[SRU] Configuration should be purged only in nginx-common
Affects | Status | Importance | Assigned to | Milestone | |
---|---|---|---|---|---|
nginx (Debian) |
Fix Released
|
Unknown
|
|||
nginx (Ubuntu) |
Fix Released
|
Critical
|
Unassigned | ||
Precise |
Fix Released
|
Critical
|
Unassigned |
Bug Description
[Impact]
* When purging nginx-light, nginx-full, or nginx-naxsi with apt-get remove --purge (or similar), the /etc/nginx/ folder and all configurations are removed.
* nginx-common should be the package that, when purged, will remove the configuration data as well as the program.
* Removal of a user's configuration when the -common package is not removed is a severe issue, and when Thomas Ward consulted with Clint Byrum on bug importance, this was determined to be a "Critical" bug as user configuration removals should not be happening in this case.
[Test Cases]
Make sure to run all three test cases. The third one, in particular, was not fixed with the others at the same time in Debian, and relies on a separate commit. --rbasak
[Test Case 1]
* Produced by purging nginx-full, nginx-light, or nginx-naxsi.
* By running a purge of nginx-full or nginx-light or nginx-naxsi without removing nginx-common, the system should not be removing a user's configuration files for nginx. Only if nginx-common is removed should the system
[Test Case 2 (added by rbasak)]
1. apt-get install nginx
2. dpkg -P nginx nginx-full
3. apt-get install nginx
Expected results: nginx-full installed again and functional, with the daemon running.
Actual results: nginx-full postinst failure due to missing /etc/nginx directory causing daemon start failure.
[Test Case 3 (added by rbasak)]
1. apt-get install nginx-extras
2. dpkg -P nginx-extras
3. apt-get install nginx-extras
Expected results: nginx-extras installed again and functional, with the daemon running.
Actual results: nginx-extras postinst failure due to missing /etc/nginx directory causing daemon start failure.
[Regression Potential]
* Minimal - The patch from Debian has been in the NGINX packages since 1.2.1 and is also included in Quantal and later with no regressions.
Added by rbasak:
Consider the upgrade path carefully. For example: if the nginx-common binary package is held back, and other binaries are upgraded with this SRU, then it's possible that purging functionality will disappear and the old nginx-common binary package could then be purged and /etc/nginx would not be cleaned up. I [rbasak] don't think this case is worth considering in an SRU though, since at worse it'll leave /etc/nginx behind in a very unusual case, which shouldn't have any other repercussions anyway.
Only postinsts are changed here. The nginx-{
Finally, make sure to check nginx-extras separately, as this was missed in Debian the first time round.
[Other Info]
* Patch to fix this issue (to be attached here shortly) originated from Debian.
* Debdiffs to be attached after build-tests are completed.
------
Original Description:
nginx in ubuntu has a very violently bug when purging one of the packages
nginx-full, nginx-light or nginx-naxsi while moving from light to full or other
ways. The packages -light, -full and -naxsi will remove /etc/nginx,
/var/log/nginx and /var/lib/nginx completely leaving the system broken.

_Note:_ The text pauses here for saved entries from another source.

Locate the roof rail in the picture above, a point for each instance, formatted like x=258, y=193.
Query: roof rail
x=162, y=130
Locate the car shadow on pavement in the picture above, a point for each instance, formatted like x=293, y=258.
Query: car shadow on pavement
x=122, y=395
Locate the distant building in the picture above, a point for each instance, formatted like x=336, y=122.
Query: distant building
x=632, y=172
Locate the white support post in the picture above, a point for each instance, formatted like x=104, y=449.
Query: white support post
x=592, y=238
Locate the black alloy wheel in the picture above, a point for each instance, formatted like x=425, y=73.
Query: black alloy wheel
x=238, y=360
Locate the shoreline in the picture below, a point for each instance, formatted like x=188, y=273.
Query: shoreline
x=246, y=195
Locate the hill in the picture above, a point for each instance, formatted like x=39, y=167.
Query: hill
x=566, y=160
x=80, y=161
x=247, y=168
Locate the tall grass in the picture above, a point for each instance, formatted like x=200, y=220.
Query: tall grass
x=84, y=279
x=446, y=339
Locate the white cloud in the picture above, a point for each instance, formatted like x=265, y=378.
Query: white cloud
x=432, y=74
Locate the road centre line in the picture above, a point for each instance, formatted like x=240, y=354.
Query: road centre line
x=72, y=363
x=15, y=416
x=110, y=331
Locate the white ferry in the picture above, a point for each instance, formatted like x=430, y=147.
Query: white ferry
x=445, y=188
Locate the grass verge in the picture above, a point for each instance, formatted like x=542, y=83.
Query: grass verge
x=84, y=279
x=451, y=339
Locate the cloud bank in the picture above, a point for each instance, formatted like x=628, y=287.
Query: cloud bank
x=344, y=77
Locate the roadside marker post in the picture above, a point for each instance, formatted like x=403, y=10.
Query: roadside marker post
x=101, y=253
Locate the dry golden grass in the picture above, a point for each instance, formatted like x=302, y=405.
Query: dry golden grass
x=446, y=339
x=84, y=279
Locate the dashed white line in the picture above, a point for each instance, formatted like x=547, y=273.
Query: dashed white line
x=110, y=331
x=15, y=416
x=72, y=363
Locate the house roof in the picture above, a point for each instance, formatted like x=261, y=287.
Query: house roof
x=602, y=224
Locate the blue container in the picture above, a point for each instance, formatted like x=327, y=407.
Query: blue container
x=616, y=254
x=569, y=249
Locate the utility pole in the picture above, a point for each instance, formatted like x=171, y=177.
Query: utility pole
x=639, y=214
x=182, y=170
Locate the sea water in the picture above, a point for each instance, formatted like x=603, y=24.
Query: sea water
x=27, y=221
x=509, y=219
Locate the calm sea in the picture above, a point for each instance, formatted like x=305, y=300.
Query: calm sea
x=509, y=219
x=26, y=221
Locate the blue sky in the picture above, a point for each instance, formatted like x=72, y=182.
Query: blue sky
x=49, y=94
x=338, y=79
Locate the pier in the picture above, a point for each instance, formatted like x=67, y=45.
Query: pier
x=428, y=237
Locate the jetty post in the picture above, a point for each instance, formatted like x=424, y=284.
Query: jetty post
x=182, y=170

The
directories are not owned by this respective packages at all then owned by
nginx-common. So after such a transition the whole nginx installation is broken
and one has to also first to purge nginx-common and reinstalling it.
Unneeded to say that all own site configurations has been deleted too.
This is a massive violation of debian policy. However, debian had never has
this bug in one of there stable distributions, so this bug only affects ubuntu
(12.04 LTS was checked by me)
Related branches
description: | updated |
Changed in nginx (Debian): | |
status: | Unknown → Fix Released |
Changed in nginx (Ubuntu Precise): | |
status: | New → Confirmed |
Changed in nginx (Ubuntu): | |
importance: | Undecided → Critical |
Changed in nginx (Ubuntu Precise): | |
importance: | Undecided → Critical |
summary: |
- Configuration should be purged only in nginx-common + [SRU] Configuration should be purged only in nginx-common |
description: | updated |
Changed in nginx (Ubuntu Precise): | |
status: | Fix Committed → Triaged |
tags: | removed: verification-failed |
As there is no field to note the version that is affected, here it is:
1.1.19-1ubuntu0.2
Ah, and there is an old debian bug report #678060 that was handling this issue.